Irvin D. Yalom has made a career of investigating the lives of others. In Becoming Myself, his long-awaited memoir, he turns his therapeutic eye on himself, delving into the relationships that shaped him and the groundbreaking work that made him famous.
The first-generation child of immigrant Russian Jews, Yalom grew up in a lower-class neighbourhood in Washington DC. Determined to escape its confines, he set his sights on becoming a doctor. An incredible ascent followed: we witness his start at Stanford Medical School amid the cultural upheavals of the 1960s, his turn to writing fiction as a means of furthering his exploration of the human psyche and his rise to international prominence.
Yalom recounts his revolutionary work in group psychotherapy and how he became the foremost practitioner of existential psychotherapy, a method that draws on the wisdom of great thinkers over the ages.

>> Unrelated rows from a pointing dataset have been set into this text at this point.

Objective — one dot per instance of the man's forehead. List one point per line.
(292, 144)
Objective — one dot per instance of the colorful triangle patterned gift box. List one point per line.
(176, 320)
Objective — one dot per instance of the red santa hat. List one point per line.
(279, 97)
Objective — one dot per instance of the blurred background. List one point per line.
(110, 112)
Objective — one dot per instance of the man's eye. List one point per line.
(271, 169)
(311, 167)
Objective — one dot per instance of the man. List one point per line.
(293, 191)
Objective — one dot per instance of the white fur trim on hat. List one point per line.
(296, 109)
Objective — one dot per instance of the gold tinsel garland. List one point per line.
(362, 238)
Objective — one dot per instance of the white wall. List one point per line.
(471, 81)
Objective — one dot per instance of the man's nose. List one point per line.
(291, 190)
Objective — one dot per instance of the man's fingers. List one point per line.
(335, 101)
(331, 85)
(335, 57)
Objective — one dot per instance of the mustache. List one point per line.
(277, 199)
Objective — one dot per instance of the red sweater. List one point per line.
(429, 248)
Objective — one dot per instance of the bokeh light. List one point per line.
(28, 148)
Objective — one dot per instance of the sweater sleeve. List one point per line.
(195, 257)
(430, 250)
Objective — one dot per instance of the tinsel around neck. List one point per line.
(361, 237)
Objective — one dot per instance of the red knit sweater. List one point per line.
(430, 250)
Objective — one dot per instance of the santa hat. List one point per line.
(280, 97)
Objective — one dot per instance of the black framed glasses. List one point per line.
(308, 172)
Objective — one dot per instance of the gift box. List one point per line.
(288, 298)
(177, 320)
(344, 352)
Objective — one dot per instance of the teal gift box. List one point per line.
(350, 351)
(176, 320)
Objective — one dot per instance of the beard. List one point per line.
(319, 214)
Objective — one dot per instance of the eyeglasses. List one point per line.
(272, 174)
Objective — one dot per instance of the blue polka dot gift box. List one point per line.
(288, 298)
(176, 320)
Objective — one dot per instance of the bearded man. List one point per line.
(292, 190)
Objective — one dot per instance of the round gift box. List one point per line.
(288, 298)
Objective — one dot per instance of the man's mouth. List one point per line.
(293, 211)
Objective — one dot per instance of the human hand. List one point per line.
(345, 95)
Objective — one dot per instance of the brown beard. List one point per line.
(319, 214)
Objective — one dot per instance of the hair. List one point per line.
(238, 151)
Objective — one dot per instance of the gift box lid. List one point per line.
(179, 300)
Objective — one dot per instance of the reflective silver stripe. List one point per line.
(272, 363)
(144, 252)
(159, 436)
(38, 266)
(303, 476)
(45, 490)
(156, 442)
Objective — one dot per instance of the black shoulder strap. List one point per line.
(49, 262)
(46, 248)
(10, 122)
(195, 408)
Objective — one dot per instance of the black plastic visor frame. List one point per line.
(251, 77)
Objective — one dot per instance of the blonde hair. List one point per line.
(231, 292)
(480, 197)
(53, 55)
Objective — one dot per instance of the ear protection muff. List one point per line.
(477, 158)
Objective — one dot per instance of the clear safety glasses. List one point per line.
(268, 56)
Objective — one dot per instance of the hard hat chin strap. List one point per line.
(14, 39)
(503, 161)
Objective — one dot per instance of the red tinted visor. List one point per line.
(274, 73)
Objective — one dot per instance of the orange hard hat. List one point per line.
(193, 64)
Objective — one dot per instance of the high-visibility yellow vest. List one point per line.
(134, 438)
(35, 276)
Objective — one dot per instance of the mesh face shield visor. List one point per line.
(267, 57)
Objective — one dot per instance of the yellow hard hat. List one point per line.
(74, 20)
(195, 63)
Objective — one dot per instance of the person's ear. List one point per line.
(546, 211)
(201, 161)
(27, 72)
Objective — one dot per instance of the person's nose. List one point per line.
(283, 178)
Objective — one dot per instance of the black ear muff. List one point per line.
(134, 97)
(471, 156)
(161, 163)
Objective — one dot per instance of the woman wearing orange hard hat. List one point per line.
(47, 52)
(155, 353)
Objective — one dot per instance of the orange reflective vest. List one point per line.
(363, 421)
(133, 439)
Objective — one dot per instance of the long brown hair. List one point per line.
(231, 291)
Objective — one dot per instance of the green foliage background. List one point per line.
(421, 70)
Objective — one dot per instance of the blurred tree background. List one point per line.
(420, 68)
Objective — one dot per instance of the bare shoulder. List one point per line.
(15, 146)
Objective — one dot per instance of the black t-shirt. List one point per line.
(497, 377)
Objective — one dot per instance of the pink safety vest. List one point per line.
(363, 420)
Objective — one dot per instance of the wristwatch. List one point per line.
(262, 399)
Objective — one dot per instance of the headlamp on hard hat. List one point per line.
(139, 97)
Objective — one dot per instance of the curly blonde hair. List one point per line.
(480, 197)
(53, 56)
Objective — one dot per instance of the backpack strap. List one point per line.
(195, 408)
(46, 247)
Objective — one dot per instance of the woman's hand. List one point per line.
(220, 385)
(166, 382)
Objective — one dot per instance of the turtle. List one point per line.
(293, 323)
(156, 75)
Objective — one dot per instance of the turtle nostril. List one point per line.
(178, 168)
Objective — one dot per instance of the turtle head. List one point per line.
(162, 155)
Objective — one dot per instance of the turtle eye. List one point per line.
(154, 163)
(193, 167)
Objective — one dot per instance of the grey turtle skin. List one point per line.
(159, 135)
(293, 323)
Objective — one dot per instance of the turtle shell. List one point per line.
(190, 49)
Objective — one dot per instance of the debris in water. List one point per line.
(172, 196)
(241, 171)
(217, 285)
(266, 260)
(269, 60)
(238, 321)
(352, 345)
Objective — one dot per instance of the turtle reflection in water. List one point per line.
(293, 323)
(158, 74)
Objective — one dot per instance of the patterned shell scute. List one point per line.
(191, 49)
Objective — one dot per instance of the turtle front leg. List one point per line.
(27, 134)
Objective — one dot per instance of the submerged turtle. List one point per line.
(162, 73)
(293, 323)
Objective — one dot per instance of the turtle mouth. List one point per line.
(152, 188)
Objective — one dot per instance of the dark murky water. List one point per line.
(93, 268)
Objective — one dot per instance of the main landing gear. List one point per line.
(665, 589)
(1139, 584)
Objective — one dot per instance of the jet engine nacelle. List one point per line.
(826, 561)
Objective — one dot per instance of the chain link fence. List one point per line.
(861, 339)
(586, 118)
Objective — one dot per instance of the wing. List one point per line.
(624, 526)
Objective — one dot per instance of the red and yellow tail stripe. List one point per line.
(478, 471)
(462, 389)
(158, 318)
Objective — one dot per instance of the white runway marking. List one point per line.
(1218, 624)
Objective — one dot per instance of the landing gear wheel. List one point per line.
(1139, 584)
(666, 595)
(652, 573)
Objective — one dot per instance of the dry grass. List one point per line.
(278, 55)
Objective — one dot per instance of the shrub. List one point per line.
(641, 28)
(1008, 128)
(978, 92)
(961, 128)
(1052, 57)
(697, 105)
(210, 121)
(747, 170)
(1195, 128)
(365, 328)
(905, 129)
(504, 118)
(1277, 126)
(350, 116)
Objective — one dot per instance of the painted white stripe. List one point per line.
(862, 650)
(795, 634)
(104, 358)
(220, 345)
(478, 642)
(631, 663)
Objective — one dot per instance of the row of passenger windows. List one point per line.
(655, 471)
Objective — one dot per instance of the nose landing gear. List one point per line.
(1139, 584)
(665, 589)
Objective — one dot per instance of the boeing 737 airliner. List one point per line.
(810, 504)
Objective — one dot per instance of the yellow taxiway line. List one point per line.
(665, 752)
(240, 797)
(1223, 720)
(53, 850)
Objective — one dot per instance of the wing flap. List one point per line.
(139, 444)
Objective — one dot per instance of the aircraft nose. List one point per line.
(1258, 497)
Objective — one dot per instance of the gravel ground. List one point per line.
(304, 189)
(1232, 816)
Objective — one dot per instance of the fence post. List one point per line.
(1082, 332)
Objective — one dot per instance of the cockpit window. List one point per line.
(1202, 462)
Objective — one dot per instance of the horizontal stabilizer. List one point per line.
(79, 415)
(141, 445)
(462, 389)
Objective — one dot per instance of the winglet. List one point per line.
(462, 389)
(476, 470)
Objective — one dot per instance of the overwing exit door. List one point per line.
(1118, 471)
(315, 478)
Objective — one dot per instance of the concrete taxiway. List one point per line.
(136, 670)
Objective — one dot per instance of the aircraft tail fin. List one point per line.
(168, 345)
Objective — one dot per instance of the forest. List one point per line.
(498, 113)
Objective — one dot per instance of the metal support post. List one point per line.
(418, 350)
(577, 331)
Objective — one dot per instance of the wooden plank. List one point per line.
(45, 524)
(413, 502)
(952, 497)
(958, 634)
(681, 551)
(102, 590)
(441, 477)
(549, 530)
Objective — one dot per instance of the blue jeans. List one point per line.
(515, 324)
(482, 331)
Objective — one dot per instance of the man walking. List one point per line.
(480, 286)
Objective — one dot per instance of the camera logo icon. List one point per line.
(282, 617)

He reveals the inspiration for his many seminal books, including Love’s Executioner and When Nietzche Wept, which meld psychology and philosophy to arrive at arresting new insights into the human condition. Interweaving the stories of his most memorable patients with personal tales of love and regret, Becoming Myself brings readers close to Yalom’s therapeutic technique, his writing process and his family life.
In this, his final work, Yalom finds wisdom in a line from Charles Dickens: 'For, as I draw closer and closer to the end, I travel in the circle nearer and nearer to the beginning’. Following Yalom back to his beginnings is an invitation to travel nearer to our own, and the opportunity will stand as one of his most profound gifts.